Em seu blog Pé de Igualdade, a arquiteta Meli Malatesta dedica um texto às observações do escritor Álvares de Azevedo sobre a cidade de São Paulo por volta dos anos 1840. "As calçadas do inferno são mil vezes melhores", dizia o poeta romântico no período em que estudava na Faculdade de Direito do Largo São Francisco.

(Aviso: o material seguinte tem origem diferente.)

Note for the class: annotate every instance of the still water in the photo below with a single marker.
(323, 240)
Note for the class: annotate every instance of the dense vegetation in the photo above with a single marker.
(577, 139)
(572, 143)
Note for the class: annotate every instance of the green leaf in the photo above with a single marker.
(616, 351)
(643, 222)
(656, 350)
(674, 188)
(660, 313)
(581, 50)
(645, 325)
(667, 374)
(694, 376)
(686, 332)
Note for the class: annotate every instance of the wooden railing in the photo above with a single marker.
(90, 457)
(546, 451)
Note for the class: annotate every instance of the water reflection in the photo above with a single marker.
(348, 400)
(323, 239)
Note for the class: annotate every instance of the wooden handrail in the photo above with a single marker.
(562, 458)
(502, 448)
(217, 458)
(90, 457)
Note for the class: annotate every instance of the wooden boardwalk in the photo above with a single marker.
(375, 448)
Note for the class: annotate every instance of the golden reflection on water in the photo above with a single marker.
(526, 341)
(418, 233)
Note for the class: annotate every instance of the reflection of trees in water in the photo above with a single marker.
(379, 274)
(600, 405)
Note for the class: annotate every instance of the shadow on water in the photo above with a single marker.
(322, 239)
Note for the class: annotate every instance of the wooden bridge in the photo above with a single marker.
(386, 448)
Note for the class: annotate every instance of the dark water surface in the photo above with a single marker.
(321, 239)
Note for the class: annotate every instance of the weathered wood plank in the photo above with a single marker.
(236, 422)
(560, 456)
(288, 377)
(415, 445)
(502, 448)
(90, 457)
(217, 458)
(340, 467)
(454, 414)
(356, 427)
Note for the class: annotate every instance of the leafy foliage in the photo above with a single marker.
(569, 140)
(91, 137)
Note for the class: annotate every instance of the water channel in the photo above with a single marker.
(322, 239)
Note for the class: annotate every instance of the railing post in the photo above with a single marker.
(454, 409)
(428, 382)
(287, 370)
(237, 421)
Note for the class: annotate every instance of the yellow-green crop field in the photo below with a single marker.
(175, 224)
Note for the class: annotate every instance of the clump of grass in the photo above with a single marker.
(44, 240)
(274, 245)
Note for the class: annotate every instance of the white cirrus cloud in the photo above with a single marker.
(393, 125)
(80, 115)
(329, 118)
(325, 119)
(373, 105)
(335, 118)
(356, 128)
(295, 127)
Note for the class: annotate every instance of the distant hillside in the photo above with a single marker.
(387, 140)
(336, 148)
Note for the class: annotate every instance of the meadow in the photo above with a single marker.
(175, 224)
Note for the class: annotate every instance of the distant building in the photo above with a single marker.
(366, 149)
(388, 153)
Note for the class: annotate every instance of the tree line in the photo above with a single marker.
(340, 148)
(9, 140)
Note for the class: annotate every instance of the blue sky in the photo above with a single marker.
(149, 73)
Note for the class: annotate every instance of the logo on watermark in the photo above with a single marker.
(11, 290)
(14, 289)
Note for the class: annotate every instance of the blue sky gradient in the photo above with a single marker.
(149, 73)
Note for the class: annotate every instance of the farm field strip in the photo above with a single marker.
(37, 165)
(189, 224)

Graças ao café, e depois, à indústria, a cidade enriqueceu e chegou a ter uma urbanização bem consolidada, incluindo as calçadas, que foram inteiramente renovadas a partir dos anos 1860. E basta rever as fotos da cidade na virada do século para confirmar essa evolução positiva, que teve um marco na criação da avenida Paulista e durou até os anos 1950. A partir daí, com a expansão da área urbanizada e o aumento da frota de automóveis e ônibus, os pedestres foram perdendo prestígio e as calçadas reduzidas, abandonadas ou simplesmente eliminadas. Tudo para abrir mais espaço ao tráfego motorizado e facilitar a entrada e saída dos carros nos imóveis. E o que era calçada se tornou rampa de garagem.
O fenômeno repetiu-se, com maior ou menor intensidade, em todas as grandes cidades do país, transformando o caminhar numa aventura arriscada, quase um rally urbano a pé. O resultado foi o abandono das ruas e o crescimento do uso do carro, mesmo para pequenos trajetos, num cíclo que entupiu as ruas de veículos e acelerou mais ainda a degradação urbana. Um ciclo vicioso.
Há duas semanas a cidade está debatendo a proposta de implantar uma ciclovia na velha Paulista, via relativamente bem sinalizada, com calçadas nota 9, segundo o Levantamento Calçadas do Brasil. Mas, pedalar ali é mesmo uma tarefa dura e arriscada, o que explica a invasão de bikes pelas calçadas, um compartilhamento forçado do espaço público para preservar a vida de quem usa a bicicleta.
Hoje 75% do espaço da avenida é dedicado a pistas para carros. Além disso, o sistema de tráfego conta com duas vias paralelas de mão única, cada uma delas com mais três pistas. No total, são 12 pistas exclusivas para automóveis no corredor da Paulista. E nenhuma para bicicletas.
Proposta do arquiteto Ricardo Correa (TC Urbes) para a Paulista: ônibus à esquerda e ciclovia à direira
Semana passada, o portal Uol publicou um texto do jornalista Wellington Ramalhoso que lembra o projeto de transformação da avenida em um boulevard de tráfego leve, com prioridade para os pedestres, lá anos 1970. O projeto era assinado pelo engenheiro Figueiredo Ferraz e pelo arquiteto Nadir Mezerani. A proposta, chamada Nova Paulista, sofreu forte oposição e foi executada em um trecho de apenas cem metros.
Passados mais de 40 anos, com metrô no subsolo e sempre repleta de pedestres, a Paulista parece lembrar e reiterar sua vocação de local de convivência e passeio. E pede mudanças: ciclovias, pistas para transporte coletivo, calçadas bem mantidas e árvores, muitas árvores, para nos proteger do calor e conservar os ciclos naturais da água.
E onde se lê Paulista, leia-se qualquer grande avenida do Brasil.